Une diplomatie américaine redéfinie autour des accords miniers avec la RDC et l’Afrique de l’Est
Le secrétaire d’État américain Marco Rubio a invité pour le 4 février 2026 à Washington, plusieurs pays africains producteurs de minerais stratégiques à une réunion ministérielle. Parmi les pays conviés figurent la République Démocratique du Congo, le Kenya et la Guinée, montrant la volonté des États-Unis de renforcer la sécurité des chaînes d’approvisionnement mondiales en ressources critiques. Washington a souligné que cette démarche vise à protéger la sécurité économique et nationale, à maintenir le leadership technologique américain et à construire un futur énergétique résilient.

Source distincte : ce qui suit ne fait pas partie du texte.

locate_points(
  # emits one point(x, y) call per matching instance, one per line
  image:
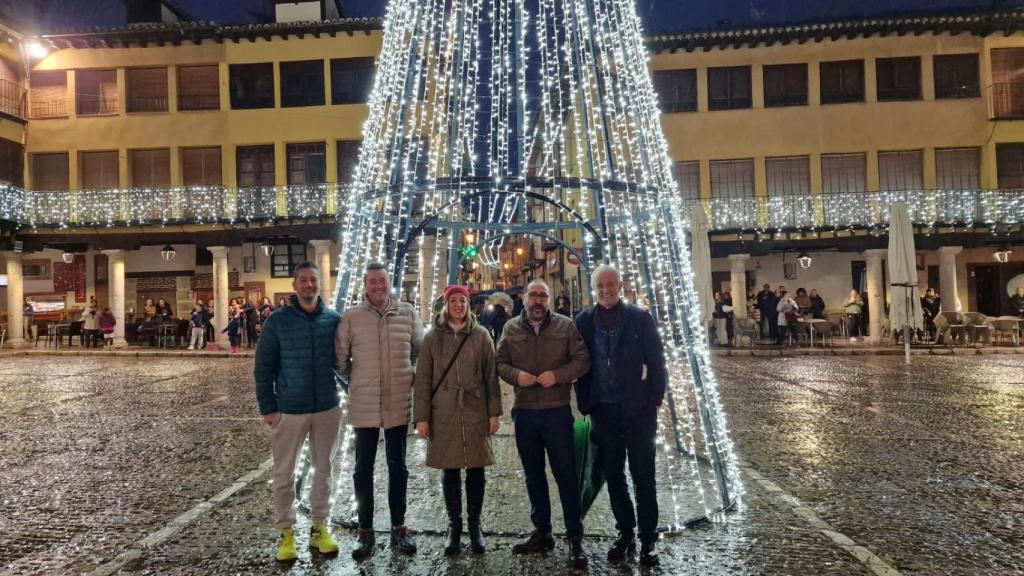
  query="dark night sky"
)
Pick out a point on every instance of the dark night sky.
point(659, 15)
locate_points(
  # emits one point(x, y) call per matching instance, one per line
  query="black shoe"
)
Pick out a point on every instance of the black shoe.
point(577, 558)
point(538, 542)
point(454, 541)
point(402, 539)
point(476, 541)
point(365, 543)
point(625, 546)
point(648, 553)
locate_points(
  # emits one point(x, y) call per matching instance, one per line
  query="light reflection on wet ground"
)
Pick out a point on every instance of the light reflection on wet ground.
point(922, 466)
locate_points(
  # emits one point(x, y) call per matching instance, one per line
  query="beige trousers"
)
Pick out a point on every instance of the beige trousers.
point(287, 436)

La RDC joue un rôle central dans cette initiative, possédant environ 75 % des réserves mondiales de minerais critiques, comme le cobalt et le géranium, essentiels aux véhicules électriques et aux technologies informatiques modernes. Un accord stratégique signé en novembre 2025 entre les États-Unis et la RDC prévoit de favoriser la paix, la stabilité et le développement économique, tout en donnant aux entreprises américaines un droit de première offre sur certains projets miniers, assurant un accès privilégié aux ressources.
Les États-Unis étendent leur approche au-delà de la RDC. La Guinée, également invitée, détient des réserves cruciales, tandis que le Gabon, deuxième producteur mondial de manganèse, est cité comme un partenaire potentiel dans les accords miniers américains. Cette coordination avec plusieurs États africains reflète la stratégie américaine visant à bâtir un réseau fiable de partenaires, réduisant la dépendance vis-à-vis de la Chine et sécurisant l’approvisionnement mondial en minerais critiques.
Des infrastructures et des investissements pour transformer le continent en rival du modèle chinois
Washington ne se contente pas de négocier des accords ponctuels. La Stratégie de sécurité nationale 2025 s’appuie sur le développement accéléré de corridors miniers, à l’instar du projet Lobito reliant l’Angola, la Zambie et la RDC, avec l’ambition de multiplier par dix les capacités de transport et de réduire de 30 % les coûts d’exportation vers les États-Unis. Ces corridors logistiques représentent bien plus que des routes commerciales : ils constituent l’ossature d’une chaîne d’approvisionnement alternative à celle que la Chine a verrouillée.
L’administration Trump a également intégré les minerais critiques dans une révision majeure du cadre commercial américain avec l’Afrique. Le Critical Minerals Agreement a été intégré à la révision de l’AGOA (African Growth and Opportunity Act), ce qui signifie que l’accès préférentiel au marché américain devient désormais directement lié à la coopération sur les minerais. Pour les États africains, cela représente à la fois une opportunité d’accroître leurs revenus d’exportation et une pression à participer au bloc géopolitique américain.
Les engagements financiers soutiennent cette transition. Washington encourage les investissements américains directs dans la transformation minière africaine, passant du simple export de minerais bruts à des activités à plus haute valeur ajoutée comme le raffinage et la métallurgie. Les discussions cherchent à maximiser les retombées économiques pour les pays africains tout en intégrant les dimensions sociales et environnementales. Cependant, cette approche commerciale soulève des questions sur la capacité réelle des gouvernements africains à négocier à armes égales avec Washington.
Reste à déterminer si cette approche suffira à rééquilibrer la balance face à la domination chinoise. La Chine maintient ses positions en Afrique à travers des décennies d’investissements, de relations commerciales établies et une compréhension fine des besoins locaux en financement. La course n’en est qu’à ses débuts, et pour l’Afrique, l’enjeu consiste à tirer le meilleur parti de cette rivalité sans sacrifier sa souveraineté économique.